Research
Sophos 2026: 71% of Organisations Hit by an Identity Breach
Sophos surveyed 5,000 IT and cybersecurity leaders across 17 countries for its State of Identity Security 2026. 71% suffered at least one identity-related breach in the previous year, with an average of three incidents. 67% of ransomware victims confirmed the incident started with an identity attack.
Key Finding
Identity-related breaches are no longer rare events. They are an annual operating reality for two-thirds of large enterprises, and a recurring one for the majority of those.
Sophos's State of Identity Security 2026, published May 2026, is a vendor-agnostic survey of 5,000 IT and cybersecurity leaders across 17 countries (U.S., U.K., Germany, France, Australia, Japan, India, Brazil and others) in organisations sized 100 to 5,000 employees across 14 industries.
71% of surveyed organisations confirmed at least one identity-related breach in the previous 12 months. The average among those was three incidents. 5% reported six or more.

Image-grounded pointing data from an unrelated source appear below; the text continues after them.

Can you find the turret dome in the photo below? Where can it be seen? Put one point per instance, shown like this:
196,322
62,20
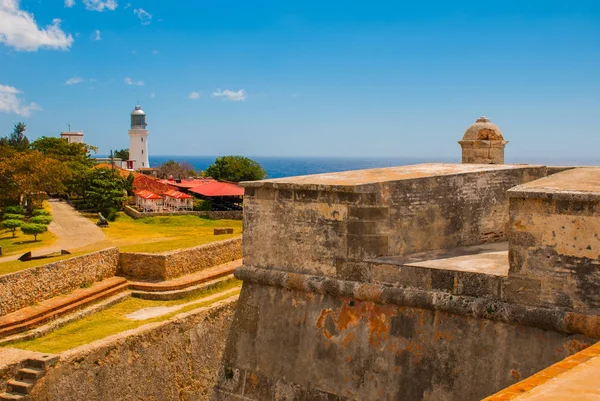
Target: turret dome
138,111
483,130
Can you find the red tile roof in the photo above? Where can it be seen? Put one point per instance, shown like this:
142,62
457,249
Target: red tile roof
177,195
142,181
147,194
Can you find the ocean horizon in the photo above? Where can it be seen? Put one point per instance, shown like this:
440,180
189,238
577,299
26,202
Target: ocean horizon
277,167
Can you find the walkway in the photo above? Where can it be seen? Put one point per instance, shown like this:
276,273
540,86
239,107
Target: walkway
72,229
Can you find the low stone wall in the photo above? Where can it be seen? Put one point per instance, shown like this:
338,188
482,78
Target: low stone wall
173,360
23,288
168,265
209,214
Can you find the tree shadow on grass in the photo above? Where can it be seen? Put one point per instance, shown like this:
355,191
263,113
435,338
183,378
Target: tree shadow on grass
26,242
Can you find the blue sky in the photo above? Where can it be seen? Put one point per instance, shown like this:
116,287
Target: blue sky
310,78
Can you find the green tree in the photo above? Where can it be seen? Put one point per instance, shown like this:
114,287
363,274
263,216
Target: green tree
12,225
61,150
176,169
26,175
41,220
33,229
77,158
236,169
122,154
17,139
102,190
13,216
129,183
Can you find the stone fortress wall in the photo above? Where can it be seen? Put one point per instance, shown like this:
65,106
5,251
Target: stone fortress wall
376,285
168,265
26,287
177,359
209,214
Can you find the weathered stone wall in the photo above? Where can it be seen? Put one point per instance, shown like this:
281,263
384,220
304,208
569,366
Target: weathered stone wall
168,265
555,240
330,342
331,226
333,308
209,214
23,288
173,360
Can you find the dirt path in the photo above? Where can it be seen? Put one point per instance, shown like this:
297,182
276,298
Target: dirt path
72,229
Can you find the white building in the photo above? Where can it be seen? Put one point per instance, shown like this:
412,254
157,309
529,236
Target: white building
72,137
138,140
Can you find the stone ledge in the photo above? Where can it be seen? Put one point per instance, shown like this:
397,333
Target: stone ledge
557,319
578,184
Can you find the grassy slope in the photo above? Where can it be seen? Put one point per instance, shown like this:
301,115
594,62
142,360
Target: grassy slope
160,234
152,234
22,242
113,320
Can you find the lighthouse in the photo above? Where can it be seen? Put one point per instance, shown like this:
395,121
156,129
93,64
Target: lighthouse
138,140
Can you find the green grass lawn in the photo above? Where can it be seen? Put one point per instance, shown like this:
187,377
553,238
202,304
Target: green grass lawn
151,234
23,243
160,234
113,320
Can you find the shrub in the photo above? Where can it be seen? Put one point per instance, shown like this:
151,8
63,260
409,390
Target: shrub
12,225
12,216
40,212
111,214
201,204
41,220
14,210
33,229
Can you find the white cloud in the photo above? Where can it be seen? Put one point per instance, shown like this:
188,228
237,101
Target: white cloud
144,16
238,96
100,5
74,81
18,29
11,102
129,81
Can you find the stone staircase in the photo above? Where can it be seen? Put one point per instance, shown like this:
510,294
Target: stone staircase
33,369
34,316
183,286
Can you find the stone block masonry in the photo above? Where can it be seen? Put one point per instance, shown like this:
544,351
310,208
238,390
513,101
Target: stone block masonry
168,265
330,223
339,301
555,239
26,287
210,214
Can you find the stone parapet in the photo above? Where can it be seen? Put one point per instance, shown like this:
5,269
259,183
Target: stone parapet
209,214
330,223
554,239
26,287
168,265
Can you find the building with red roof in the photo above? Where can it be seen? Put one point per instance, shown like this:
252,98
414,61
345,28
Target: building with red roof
148,201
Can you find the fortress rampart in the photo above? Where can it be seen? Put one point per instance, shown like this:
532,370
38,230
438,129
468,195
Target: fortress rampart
396,283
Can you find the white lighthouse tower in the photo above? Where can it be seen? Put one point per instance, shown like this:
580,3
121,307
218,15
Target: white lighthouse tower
138,140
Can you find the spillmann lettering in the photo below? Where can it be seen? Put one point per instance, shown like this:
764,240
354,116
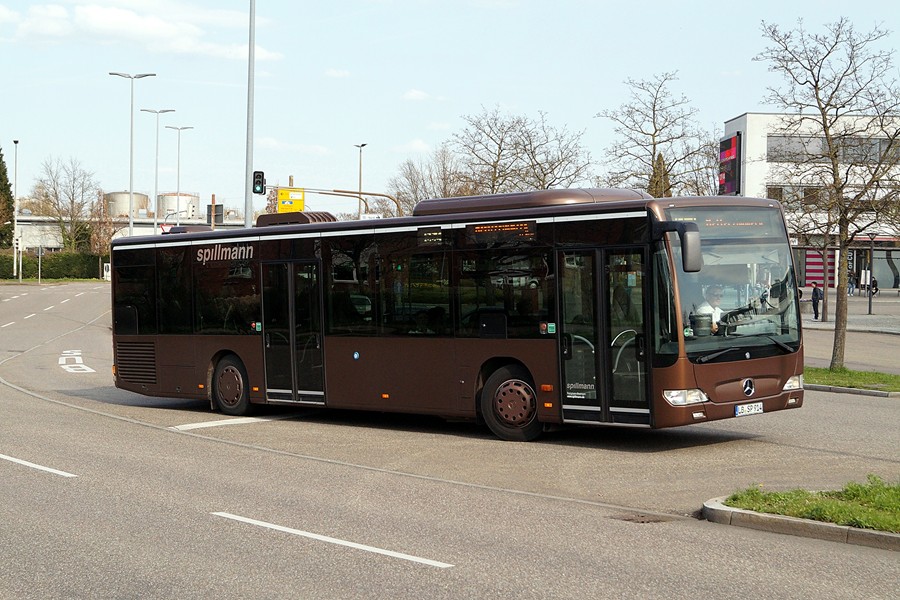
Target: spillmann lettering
205,255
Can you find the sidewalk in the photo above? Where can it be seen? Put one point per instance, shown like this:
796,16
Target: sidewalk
885,317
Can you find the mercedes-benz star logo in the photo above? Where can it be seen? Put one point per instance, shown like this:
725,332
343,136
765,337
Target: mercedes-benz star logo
749,387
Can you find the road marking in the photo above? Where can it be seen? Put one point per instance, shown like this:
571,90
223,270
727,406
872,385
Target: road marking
38,467
221,422
330,540
77,363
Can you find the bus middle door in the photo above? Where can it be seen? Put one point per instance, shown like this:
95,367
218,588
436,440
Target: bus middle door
602,338
292,332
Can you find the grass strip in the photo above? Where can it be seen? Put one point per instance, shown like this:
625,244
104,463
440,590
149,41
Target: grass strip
871,505
867,380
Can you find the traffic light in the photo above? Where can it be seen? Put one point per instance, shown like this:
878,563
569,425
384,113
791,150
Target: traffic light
259,182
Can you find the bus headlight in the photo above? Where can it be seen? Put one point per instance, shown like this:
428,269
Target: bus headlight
684,397
794,382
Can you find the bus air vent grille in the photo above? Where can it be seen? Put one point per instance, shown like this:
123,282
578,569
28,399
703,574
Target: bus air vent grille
136,362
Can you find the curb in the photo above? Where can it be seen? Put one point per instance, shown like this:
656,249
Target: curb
716,512
858,391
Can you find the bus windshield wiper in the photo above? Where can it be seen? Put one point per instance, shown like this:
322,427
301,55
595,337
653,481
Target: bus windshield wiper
708,357
778,343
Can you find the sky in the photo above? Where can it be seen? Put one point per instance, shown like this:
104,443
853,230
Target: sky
397,75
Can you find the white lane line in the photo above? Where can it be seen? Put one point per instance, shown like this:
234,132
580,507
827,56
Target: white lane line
222,422
38,467
330,540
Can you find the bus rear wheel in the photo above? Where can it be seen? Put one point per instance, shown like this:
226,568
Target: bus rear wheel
230,386
509,405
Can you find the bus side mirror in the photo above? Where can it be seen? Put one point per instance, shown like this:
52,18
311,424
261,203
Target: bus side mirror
689,234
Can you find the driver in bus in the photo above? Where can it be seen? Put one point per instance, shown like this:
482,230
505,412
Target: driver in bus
712,306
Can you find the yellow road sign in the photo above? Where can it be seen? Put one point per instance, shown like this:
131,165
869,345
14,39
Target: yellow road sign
290,199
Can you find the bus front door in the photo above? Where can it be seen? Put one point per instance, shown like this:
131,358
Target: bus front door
292,332
602,338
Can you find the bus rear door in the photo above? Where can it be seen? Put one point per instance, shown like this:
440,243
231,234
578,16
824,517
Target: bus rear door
602,338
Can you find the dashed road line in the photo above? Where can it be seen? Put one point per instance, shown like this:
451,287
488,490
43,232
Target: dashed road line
331,540
238,421
25,463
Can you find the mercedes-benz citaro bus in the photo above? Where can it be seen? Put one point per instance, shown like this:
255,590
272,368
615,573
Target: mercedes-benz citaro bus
524,311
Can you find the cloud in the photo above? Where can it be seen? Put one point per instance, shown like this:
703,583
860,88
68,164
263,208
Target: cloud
183,29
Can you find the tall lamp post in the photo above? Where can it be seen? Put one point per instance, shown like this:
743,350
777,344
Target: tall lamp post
131,147
156,168
178,176
16,242
359,204
872,235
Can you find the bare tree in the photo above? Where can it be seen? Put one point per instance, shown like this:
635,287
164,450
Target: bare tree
840,136
655,122
489,152
550,157
66,191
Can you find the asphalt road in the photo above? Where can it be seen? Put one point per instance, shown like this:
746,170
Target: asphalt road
107,494
862,351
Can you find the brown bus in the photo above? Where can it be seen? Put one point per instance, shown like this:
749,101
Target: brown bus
525,311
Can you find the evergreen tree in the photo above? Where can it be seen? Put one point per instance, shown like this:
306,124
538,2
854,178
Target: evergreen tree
7,206
659,186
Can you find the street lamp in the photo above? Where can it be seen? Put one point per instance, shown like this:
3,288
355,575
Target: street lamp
178,176
359,204
16,211
156,169
872,235
131,147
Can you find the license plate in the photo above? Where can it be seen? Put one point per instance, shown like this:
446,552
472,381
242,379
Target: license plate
742,410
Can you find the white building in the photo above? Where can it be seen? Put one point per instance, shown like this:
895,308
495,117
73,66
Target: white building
765,167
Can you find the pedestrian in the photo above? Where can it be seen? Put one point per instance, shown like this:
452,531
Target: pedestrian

Less than a third of respondents reported no identity incident at all — and the methodology likely understates the figure because organisations report what they detected, not what occurred.
A finding worth singling out: 67% of ransomware victims in the survey confirmed their incident started with an identity attack. Identity compromise is no longer one of several ransomware delivery vectors — it is the dominant one.
Three patterns surfaced repeatedly:
Human error sits at the top of the cause list. Phishing, vishing, and other social-engineering vectors that result in a legitimate user surrendering a credential were named in 43% of the incidents. The next two largest categories — third-party / supply-chain access and unmanaged non-human identities — together account for another sizeable share.
Detection time has not improved. The median time to detect an identity breach remained measured in months, not days. The mean dwell time for incidents involving compromised credentials sits around 8 months, consistent with IBM's 2025 figure.
Identity-control investment is up; identity-incident frequency is up faster. Most surveyed organisations had increased identity-security spending year over year. The incident frequency rose in parallel, which suggests that the spend is being absorbed by attack volume rather than by defensive improvement.
For identity architecture, the survey reinforces a thesis we have been operating from for two years: the identity-incident response cycle has to be treated as a continuous operational discipline, not a tail-risk exercise. The question is no longer whether your organisation will face an identity incident this year. It is how the architecture is designed to handle the three of them.